Belen Rueda, Roger Princep, Fernando Cayo
Directed by J.A. Bayona
From its opening sequence, with credits revealed under pieces of torn paper in a style that evokes the Saul Bass-designed titles of Otto Preminger’s 1965 thriller Bunny Lake is Missing, J.A. Bayona’s The Orphanage is not afraid to flaunt its influences. One of those revealed credits is for executive producer Guillermo Del Toro, whose atmospheric Spain-set horror films The Devil’s Backbone and Pan’s Labyrinth are another strong influence on The Orphanage, which as it happens is also an atmospheric horror film set in Spain.

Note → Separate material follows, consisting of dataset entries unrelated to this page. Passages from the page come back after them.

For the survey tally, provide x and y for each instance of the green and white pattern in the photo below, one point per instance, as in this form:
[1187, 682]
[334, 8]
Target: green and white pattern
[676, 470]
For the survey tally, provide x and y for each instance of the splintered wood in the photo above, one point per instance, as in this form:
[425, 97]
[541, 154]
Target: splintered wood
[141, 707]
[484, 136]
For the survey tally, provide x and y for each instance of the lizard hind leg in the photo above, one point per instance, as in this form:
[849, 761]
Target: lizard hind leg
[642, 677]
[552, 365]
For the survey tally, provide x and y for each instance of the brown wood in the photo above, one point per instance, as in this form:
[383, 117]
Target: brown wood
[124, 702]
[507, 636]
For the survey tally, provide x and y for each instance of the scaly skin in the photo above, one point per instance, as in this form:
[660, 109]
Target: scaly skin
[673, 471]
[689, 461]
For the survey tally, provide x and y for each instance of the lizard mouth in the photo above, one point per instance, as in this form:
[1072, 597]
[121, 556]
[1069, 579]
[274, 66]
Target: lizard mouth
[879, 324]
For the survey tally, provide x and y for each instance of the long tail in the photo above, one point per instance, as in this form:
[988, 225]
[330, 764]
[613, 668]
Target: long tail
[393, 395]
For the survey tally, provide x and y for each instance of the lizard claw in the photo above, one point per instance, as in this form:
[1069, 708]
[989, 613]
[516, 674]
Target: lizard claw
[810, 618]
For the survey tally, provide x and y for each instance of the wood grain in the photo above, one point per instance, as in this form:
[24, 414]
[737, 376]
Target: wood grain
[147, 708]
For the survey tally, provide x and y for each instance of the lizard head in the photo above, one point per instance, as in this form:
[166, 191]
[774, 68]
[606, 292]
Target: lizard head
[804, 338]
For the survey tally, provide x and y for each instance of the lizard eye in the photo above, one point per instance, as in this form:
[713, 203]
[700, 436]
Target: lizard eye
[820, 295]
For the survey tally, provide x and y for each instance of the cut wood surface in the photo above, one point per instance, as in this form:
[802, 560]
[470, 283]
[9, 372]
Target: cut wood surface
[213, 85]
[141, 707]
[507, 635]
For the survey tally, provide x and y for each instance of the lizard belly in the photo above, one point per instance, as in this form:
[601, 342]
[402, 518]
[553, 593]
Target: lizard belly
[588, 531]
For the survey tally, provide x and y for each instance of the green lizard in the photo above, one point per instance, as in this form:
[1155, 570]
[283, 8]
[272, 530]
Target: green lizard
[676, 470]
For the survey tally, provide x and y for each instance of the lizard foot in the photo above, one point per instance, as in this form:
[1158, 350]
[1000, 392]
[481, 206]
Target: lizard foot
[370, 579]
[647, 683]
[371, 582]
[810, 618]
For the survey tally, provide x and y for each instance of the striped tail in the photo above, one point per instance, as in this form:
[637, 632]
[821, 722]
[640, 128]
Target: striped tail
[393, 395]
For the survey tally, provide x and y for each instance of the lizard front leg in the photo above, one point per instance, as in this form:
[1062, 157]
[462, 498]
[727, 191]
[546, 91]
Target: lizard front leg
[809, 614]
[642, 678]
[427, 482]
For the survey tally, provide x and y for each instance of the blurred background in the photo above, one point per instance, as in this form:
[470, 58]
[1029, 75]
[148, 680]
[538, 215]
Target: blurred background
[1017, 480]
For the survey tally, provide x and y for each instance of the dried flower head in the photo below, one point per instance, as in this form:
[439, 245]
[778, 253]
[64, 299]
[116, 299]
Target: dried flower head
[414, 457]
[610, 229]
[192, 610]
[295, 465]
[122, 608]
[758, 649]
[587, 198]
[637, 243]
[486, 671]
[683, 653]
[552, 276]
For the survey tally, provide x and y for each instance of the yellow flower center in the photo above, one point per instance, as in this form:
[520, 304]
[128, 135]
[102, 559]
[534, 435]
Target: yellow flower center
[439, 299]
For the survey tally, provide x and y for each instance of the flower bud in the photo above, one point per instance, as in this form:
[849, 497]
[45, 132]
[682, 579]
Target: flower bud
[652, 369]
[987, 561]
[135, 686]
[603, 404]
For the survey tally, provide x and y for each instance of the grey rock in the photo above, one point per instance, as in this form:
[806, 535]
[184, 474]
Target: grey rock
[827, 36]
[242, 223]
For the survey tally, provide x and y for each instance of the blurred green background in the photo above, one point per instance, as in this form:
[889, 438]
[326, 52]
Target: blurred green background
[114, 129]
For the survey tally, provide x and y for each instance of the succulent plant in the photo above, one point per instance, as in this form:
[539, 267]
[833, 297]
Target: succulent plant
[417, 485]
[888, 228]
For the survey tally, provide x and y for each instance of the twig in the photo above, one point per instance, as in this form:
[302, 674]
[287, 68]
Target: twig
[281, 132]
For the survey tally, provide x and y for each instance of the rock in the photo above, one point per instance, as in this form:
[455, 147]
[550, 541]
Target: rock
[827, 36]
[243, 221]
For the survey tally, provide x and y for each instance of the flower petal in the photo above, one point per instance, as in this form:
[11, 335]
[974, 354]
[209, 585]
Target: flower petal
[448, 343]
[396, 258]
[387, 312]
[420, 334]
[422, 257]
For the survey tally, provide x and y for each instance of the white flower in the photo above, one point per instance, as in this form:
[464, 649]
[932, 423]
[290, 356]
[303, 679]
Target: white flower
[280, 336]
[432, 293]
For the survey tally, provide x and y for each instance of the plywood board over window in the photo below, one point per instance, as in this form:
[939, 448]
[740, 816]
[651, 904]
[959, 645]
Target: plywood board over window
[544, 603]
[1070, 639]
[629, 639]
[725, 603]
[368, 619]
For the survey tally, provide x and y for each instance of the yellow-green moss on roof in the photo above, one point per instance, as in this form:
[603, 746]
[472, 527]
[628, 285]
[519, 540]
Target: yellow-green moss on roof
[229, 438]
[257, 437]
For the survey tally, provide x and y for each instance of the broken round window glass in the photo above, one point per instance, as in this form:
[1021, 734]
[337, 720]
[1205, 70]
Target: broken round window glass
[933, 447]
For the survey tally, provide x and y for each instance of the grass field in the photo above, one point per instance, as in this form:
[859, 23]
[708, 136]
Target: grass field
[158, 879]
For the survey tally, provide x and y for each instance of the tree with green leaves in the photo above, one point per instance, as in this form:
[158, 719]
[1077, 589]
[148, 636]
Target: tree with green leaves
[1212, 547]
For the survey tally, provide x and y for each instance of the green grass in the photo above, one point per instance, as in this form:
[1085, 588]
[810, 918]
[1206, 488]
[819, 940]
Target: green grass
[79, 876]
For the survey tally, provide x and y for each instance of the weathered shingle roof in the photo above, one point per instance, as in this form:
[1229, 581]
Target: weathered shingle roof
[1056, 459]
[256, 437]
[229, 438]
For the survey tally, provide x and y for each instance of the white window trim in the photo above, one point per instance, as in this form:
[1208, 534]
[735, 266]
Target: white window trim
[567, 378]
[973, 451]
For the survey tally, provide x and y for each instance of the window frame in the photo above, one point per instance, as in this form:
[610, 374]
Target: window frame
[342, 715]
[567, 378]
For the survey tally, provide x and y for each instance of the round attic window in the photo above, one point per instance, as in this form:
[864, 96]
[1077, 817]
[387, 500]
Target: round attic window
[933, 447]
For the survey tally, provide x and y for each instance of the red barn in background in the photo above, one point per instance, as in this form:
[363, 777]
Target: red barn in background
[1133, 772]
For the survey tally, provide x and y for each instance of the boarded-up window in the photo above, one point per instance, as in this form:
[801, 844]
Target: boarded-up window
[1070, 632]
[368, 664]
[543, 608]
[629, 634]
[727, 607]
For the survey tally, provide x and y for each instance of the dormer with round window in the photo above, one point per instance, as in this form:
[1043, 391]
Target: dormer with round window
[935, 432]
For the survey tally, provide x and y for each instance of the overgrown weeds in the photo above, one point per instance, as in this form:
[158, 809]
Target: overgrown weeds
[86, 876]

Elements of any number of other moody ghost stories—from fellow Spaniard Alejandro Amenabar’s The Others all the way back to The Turn of the Screw—show up in the film, and Bayona and screenwriter Sergio G. Sanchez do a perfectly competent job of re-creating the solemn, ominous tone of those past works while conveying little of their urgency or genuine emotion. The Orphanage is a languid supernatural thriller in which spotting the influences—a little Poltergeist here, a little Sixth Sense there—is more involving than the story itself.
Like Bunny Lake and recent moms-against-the-world thrillers Flightplan and the aptly titled The Forgotten, The Orphanage concerns a fiercely protective mother (Rueda) whose child, an adopted, HIV-positive boy named Simon (Princep), goes mysteriously missing. Mom Laura insists that Simon is alive even after everyone else (including her husband) has given up. She believes that some sort of spirits are haunting the former orphanage where she herself grew up, which is now her family’s home.
And spirits are haunting the sprawling mansion’s many hallways and hidden passages, of course, although it takes Bayona a damn long time to get to them, and his digressions along the way are often soporific. Rueda gives the movie whatever energy it has, channeling the fierce mama bear at least as well as Jodie Foster and Julianne Moore. But Princep is cloying as the supernaturally sensitive child, and Laura’s husband is a curious nonentity in the story. Bayona throws in lots of slow creaks and clangs, the art-house-horror equivalent of the jump moment, but none of them can rouse the movie from its terminal emotional torpor.